|RICHMOND (March 23, 2020) – On the tenth anniversary of the passage of the Affordable Care Act (ACA), Attorney General Mark R. Herring is continuing his fight to protect accessible, affordable healthcare and Virginians with preexisting conditions. Attorney General Herring has successfully defended the ACA in court from Republican attacks numerous time, including defending Virginians’ access to healthcare affordability tax credits and stepping in to defend Virginians’ healthcare following the Trump Administration’s complete abandonment of defense of the ACA in Texas v. U.S., now California v. Texas.
“The tenth anniversary of the Affordable Care Act comes at a time when it is abundantly clear just how critical a strong, affordable healthcare system is in America,” said Attorney General Herring. “For years, Republicans have played political games with the lives of millions of Virginians, especially those with preexisting conditions, forcing them to live in constant fear that their healthcare could be ripped away from them at any moment. We find ourselves in the middle of a public health crisis and any disruption to our healthcare system now would be absolutely catastrophic. Throughout my time as attorney general, I have taken every opportunity to protect Virginians’ access to affordable healthcare and I plan to continue that fight.”
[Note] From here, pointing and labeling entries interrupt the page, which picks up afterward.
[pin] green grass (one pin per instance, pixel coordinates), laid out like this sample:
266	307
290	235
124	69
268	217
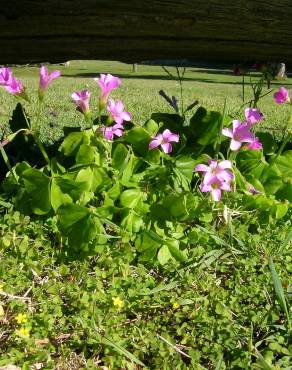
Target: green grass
229	304
139	91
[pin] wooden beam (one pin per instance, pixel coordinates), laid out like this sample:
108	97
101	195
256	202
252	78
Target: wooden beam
133	30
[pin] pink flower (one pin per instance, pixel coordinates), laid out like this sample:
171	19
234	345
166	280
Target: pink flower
220	170
282	96
240	133
164	141
214	186
15	87
46	79
107	83
81	99
116	111
255	145
253	190
253	116
5	76
110	131
217	177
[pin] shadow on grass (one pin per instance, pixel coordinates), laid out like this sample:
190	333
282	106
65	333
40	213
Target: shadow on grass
135	76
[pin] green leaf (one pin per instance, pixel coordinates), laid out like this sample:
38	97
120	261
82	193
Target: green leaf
79	225
37	185
163	255
160	288
220	362
94	178
268	142
278	288
58	198
130	198
284	164
186	166
108	341
70	215
285	193
176	253
152	127
204	126
139	138
73	188
119	156
251	163
86	154
173	122
72	142
272	180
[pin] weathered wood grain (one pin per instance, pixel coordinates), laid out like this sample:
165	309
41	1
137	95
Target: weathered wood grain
133	30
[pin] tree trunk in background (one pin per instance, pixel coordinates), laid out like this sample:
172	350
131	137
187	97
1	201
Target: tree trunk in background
134	30
280	73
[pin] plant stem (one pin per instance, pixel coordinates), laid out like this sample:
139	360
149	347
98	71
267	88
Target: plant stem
6	160
42	148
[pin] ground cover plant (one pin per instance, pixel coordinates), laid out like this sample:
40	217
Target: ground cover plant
157	245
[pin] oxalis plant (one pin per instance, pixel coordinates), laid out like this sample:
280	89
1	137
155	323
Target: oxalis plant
156	187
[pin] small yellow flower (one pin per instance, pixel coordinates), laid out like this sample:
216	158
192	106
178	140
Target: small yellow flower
175	305
23	332
21	318
118	302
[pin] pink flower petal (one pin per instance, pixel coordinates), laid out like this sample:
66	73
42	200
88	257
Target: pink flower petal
166	147
154	143
235	145
216	194
225	164
227	132
201	168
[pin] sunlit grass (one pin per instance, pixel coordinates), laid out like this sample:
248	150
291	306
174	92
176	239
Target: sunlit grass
139	91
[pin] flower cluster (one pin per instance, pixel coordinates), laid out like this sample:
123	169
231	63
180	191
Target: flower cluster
116	110
11	84
164	141
241	131
217	177
15	87
23	331
282	96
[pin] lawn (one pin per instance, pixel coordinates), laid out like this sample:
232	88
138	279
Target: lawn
113	258
139	91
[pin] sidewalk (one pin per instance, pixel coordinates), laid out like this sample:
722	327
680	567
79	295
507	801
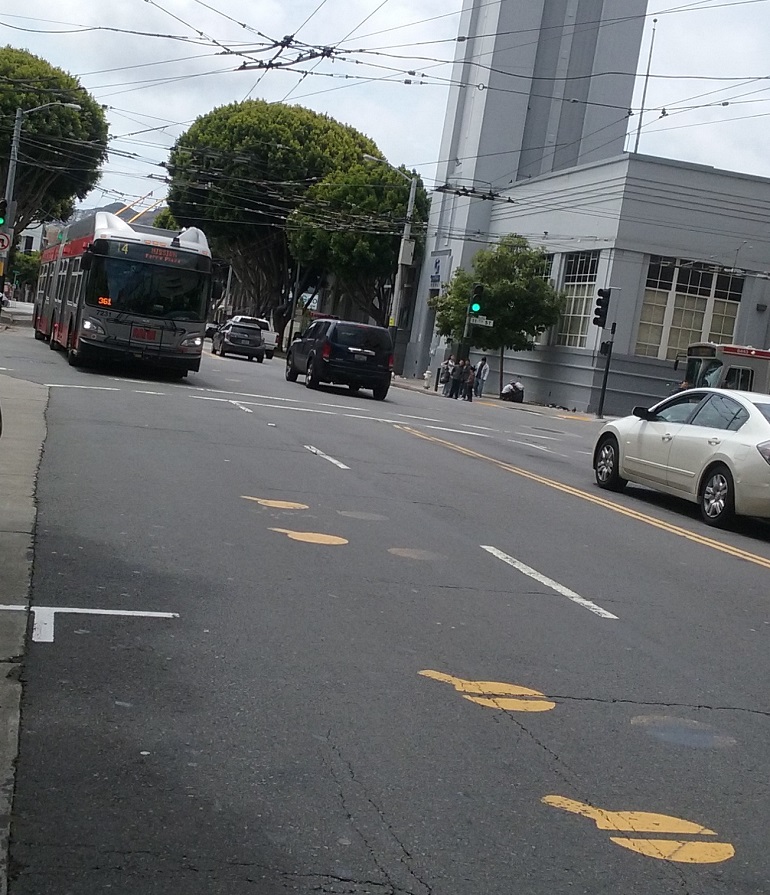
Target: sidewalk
492	400
23	407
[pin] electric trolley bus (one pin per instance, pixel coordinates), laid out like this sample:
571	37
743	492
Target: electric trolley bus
738	367
110	290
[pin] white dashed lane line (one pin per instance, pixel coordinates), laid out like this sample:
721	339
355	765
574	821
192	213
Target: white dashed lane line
549	582
314	450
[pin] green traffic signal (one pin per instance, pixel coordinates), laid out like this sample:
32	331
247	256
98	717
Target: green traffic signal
477	294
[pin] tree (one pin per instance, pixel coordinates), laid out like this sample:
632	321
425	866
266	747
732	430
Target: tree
61	150
240	171
350	227
164	220
516	296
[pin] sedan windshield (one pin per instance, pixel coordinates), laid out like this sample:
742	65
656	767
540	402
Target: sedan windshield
150	290
764	409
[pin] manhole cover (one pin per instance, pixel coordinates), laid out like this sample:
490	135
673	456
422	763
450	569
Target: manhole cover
683	732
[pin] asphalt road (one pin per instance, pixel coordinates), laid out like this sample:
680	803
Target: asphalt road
399	647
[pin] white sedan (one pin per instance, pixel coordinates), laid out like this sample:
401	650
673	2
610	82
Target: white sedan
708	445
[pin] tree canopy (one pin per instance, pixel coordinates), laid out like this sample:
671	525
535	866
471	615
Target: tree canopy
350	226
241	170
61	150
516	295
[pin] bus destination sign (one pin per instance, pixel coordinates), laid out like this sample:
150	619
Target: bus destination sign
154	254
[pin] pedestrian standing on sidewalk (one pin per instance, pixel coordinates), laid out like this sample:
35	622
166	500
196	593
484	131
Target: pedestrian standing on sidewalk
456	379
445	375
469	383
482	372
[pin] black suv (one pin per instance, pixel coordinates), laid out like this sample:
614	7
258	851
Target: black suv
239	338
338	351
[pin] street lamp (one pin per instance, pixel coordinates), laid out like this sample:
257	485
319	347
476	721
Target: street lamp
405	250
11	179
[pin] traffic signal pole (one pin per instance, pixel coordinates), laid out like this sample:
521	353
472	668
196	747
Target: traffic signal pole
473	309
600	319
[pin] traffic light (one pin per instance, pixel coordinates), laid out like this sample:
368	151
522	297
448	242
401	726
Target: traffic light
477	295
602	307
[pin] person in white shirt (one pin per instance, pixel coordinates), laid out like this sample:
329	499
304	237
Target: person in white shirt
482	372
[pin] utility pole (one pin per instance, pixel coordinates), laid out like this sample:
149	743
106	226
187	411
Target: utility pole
405	257
7	231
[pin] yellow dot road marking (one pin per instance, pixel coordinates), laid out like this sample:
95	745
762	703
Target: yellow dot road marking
495	694
681	851
597	500
277	504
311	537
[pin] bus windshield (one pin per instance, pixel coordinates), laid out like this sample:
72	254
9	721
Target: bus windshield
149	290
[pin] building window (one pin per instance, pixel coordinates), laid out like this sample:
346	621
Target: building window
685	302
579	282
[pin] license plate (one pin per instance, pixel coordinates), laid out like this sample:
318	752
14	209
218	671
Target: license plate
143	334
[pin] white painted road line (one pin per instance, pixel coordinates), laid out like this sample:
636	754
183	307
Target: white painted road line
459	431
44	616
532	435
549	582
93	388
537	447
309	447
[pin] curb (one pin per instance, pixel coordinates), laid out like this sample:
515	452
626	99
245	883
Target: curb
21	445
414	385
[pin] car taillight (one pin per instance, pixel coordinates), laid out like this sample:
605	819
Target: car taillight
764	450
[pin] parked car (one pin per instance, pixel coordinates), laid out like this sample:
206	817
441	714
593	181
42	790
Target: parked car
269	335
341	352
239	338
706	445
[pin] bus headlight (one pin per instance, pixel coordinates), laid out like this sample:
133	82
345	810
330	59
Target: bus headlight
92	327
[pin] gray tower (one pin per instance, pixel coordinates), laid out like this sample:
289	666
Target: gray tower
539	86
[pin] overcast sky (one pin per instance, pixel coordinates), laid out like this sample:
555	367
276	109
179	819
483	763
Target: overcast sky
164	63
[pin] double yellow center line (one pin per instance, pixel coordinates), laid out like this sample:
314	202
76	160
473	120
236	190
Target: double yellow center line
596	499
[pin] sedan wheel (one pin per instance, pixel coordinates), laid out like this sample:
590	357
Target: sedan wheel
717	497
606	465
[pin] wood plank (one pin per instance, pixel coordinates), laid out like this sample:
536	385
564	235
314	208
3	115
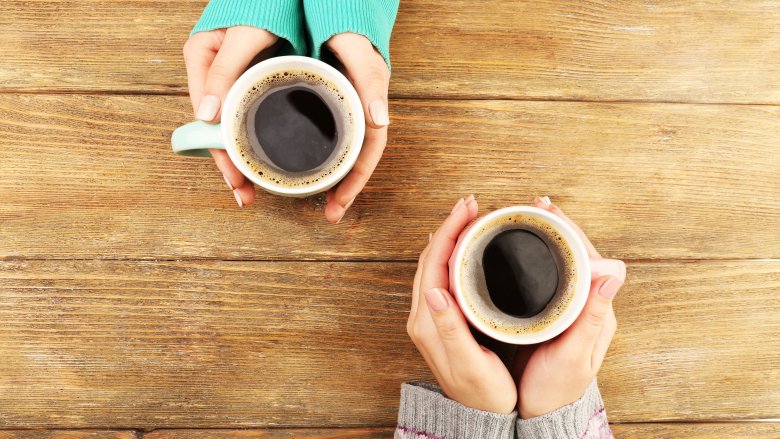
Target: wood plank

If the Trump Administration is successful with this most recent attack on the ACA:
- 642,000 Virginians could lose their health coverage, leading to a 96% increase in the uninsured rate in the Commonwealth
- The 3,441,400 Virginians who have pre-existing conditions would lose their protections and insurance companies would be able to deny or drop coverage and charge more for those pre-existing conditions
- 289,081 Virginians in the marketplace would have to pay more for their coverage
- 109,517 Virginia seniors could have to pay more for their prescription drugs
- Insurance companies would be allowed to discriminate against women by charging them higher premiums
- $1.15 billion in tax credits that helped 335,000 Virginians afford insurance in 2017 would be ended
- Funding from our nation’s public health system would be stripped, including work to combat the opioid epidemic
- Billions in federal aid for health care would be stripped, including $458 million in FY 2019 and $1.9 billion in FY 2020
Attorney General Herring vowed to continue fighting for Virginians’ healthcare following the announcement earlier this month that the U.S. Supreme Court will hear the Trump-backed lawsuit that would functionally kill the ACA. In January, Attorney General Herring joined a coalition of 21 attorneys general in filing a petition to the Supreme Court seeking review of the Fifth Circuit’s decision in Texas v. U.S. The Fifth Circuit’s decision held the individual mandate of the Affordable Care Act unconstitutional and called into question whether the remaining provisions of the ACA could still stand, including those that protect and provide coverage to Americans with pre-existing conditions.
In order to protect Virginians’ healthcare, Attorney General Herring and his colleagues stepped in to defend the Affordable Care Act in this lawsuit after President Trump and the U.S. Department of Justice abandoned all defense of the ACA in court and joined with Republican state attorneys general in trying to strike down the law. When a district court judge in Texas issued a decision in December 2018 finding the ACA to be unconstitutional, Attorney General Herring and his colleagues immediately appealed to the U.S. Court of Appeals for the Fifth Circuit. In their appeal, Attorney General Herring and his colleagues argued that
Previously, in January 2015, Attorney General Herring led a coalition of 23 attorneys general in filing an amicus brief defending the sustainability of America’s healthcare system and the right of millions of low- and moderate-income Americans, including hundreds of thousands of Virginians, to premium-assistance tax credits when they purchase health insurance on a federally-facilitated exchange.
In July 2014, Attorney General Herring helped successfully defend Virginians’ access to healthcare affordability tax credits when the Fourth Circuit ruled unanimously in King v. Burwell that customers of a federally-facilitated exchange were eligible for financial assistance. In that case, Virginia filed an amicus brief and delivered oral argument defending Virginians’ access to financial assistance.
Attorney General Herring also led a multi-state brief in a nearly identical case, Halbig v. Burwell that was before the Court of Appeals for the District of Columbia before being stayed following the Supreme Court’s grant of certiorari in King.